This is the mail archive of the
systemtap@sourceware.org
mailing list for the systemtap project.
catching c++ memory handling errors
- From: "Frank Ch. Eigler" <fche at redhat dot com>
- To: systemtap at sources dot redhat dot com
- Date: Mon, 1 Nov 2010 21:56:20 -0400
- Subject: catching c++ memory handling errors
Hi -
FYI, the following little script helped me pinpoint a logic error.
valgrind/glibc were not as specific, just noted that a double free
occurred, but not enough symbolic context to figure out why.
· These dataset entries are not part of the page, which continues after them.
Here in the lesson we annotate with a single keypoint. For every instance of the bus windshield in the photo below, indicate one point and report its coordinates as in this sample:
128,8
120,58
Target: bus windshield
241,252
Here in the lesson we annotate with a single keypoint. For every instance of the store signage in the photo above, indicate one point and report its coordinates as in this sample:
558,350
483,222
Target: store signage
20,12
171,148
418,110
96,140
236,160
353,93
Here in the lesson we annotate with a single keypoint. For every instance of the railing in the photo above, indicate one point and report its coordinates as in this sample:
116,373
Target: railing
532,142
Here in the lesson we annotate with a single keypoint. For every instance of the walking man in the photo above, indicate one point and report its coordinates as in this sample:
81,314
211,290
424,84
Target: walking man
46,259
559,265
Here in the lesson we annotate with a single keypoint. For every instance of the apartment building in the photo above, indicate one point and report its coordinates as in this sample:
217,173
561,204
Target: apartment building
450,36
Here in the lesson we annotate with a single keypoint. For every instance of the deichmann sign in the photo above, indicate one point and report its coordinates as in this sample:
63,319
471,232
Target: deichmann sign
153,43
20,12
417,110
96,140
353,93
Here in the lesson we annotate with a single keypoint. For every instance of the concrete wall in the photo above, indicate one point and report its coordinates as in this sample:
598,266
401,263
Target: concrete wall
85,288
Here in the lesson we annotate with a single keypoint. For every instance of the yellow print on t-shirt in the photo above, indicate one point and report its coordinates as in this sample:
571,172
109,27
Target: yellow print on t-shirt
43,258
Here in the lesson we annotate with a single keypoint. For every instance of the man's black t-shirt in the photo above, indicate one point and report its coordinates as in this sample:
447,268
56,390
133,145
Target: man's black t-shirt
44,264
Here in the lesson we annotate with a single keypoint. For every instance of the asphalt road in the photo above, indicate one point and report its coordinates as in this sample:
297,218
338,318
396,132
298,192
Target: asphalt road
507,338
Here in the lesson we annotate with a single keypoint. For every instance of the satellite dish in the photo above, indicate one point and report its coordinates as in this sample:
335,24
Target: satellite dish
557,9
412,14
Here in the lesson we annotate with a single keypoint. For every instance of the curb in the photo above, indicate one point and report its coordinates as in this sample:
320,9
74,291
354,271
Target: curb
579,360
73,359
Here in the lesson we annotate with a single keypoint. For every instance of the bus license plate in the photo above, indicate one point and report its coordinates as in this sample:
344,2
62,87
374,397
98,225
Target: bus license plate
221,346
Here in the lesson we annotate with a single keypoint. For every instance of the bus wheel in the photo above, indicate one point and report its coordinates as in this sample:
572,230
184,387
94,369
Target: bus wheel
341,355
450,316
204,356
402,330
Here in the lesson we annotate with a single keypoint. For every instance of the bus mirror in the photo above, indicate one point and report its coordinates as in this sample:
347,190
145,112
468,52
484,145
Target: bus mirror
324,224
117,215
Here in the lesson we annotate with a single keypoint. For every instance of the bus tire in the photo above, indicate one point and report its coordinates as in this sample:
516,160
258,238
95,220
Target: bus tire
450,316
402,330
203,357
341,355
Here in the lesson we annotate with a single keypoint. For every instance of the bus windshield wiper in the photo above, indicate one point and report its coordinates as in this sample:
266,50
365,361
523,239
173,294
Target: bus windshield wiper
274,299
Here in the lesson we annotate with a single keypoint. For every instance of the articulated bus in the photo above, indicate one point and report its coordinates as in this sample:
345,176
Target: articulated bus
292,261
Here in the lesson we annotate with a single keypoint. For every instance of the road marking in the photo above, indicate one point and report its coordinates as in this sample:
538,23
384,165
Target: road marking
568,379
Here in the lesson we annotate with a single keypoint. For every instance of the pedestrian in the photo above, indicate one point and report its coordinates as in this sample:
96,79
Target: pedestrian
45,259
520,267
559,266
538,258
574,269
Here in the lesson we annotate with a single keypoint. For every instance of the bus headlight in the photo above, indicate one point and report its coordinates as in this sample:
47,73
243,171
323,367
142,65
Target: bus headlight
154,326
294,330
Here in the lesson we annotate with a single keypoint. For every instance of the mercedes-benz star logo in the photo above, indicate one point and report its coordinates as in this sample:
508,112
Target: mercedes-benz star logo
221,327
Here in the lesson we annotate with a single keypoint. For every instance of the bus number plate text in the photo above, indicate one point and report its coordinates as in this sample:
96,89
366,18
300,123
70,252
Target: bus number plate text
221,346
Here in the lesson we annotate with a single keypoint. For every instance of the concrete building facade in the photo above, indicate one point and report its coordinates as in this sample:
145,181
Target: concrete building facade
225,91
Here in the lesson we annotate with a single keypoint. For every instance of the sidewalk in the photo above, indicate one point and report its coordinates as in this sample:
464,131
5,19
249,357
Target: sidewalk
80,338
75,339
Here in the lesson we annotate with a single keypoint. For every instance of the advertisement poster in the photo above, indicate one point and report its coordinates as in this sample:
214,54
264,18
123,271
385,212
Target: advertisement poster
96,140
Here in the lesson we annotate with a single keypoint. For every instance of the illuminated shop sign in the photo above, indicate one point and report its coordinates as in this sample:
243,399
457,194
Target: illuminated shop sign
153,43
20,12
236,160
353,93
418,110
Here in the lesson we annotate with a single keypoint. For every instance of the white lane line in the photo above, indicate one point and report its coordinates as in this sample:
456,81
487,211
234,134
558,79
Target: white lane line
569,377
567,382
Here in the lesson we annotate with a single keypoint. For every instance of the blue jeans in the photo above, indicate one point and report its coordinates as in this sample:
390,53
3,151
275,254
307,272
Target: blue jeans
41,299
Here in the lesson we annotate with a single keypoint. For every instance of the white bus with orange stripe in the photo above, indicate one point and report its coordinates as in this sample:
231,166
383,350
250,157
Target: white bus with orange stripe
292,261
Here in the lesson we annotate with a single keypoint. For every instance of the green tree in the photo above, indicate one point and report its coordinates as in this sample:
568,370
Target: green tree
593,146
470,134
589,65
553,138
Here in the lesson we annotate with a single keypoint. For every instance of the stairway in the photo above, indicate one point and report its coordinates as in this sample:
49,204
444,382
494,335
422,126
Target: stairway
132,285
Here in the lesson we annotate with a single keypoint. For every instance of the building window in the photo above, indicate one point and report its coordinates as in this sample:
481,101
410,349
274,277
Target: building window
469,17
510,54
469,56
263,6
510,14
This first script just prints out all the destructors defined in two
of the messiest stap source files:
# stap -e 'probe process("./stap").function("*::~*@tapsets.cxx"),
process("./stap").function("*::~*@dwflpp.cxx") {
printf("%s %p\n",probefunc(),$this)
}' -c './stap TRIGGER_ERROR'
[...]
dwarf_query::~dwarf_query 0x7fffcedc7f70
base_query::~base_query 0x40f090
dwflpp::~dwflpp 0x2eed660
module_info::~module_info 0x2ef0310
dwflpp::~dwflpp 0x2f06420
module_info::~module_info 0x2ef0310
Note the duplicate destructor parameters. (In other programs, it's
possible for the same memory region to be reallocated later, where
this would not be an error. In this part of stap, that is not an
issue.)
A bonus analysis step shows the pretty-printed form of the object
being deleted, along with the stack tracebacks of the destructor
calls, but only when duplication is detected:
# stap -e 'probe process("./stap").function("*::~*@tapsets.cxx"),
process("./stap").function("*::~*@dwflpp.cxx") {
if ($this in seen) {
printf("\n\n%s %p duplicate: \n%s\n%s\n --- vs. ---\n%s\n%s\n",
probefunc(),$this,value[$this],seen[$this],
$this$$, sprint_ubacktrace())
}
seen[$this]=sprint_ubacktrace()
value[$this]=$this$$
}
global seen, value' -DMAXSTRINGLEN=4096 -c './stap TRIGGER_ERROR' | c++filt
[...]
module_info::~module_info 0x355b310 duplicate:
{.mod=0x355b0b0, .name="o?=P[, .elf_path={._M_dataplus={._M_p="/usr/lib/debug/lib/modules/2.6.34.7-61.fc13.x86_64/vmlinux"}}, .addr=18446744071578845184, .bias=0, .sym_table=0x0, .dwarf_status=0, .symtab_status=0}
module_info::~module_info()+0xf [stap]
dwflpp::~dwflpp()+0x9e [stap]
void delete_map<std::map<std::basic_string<[...]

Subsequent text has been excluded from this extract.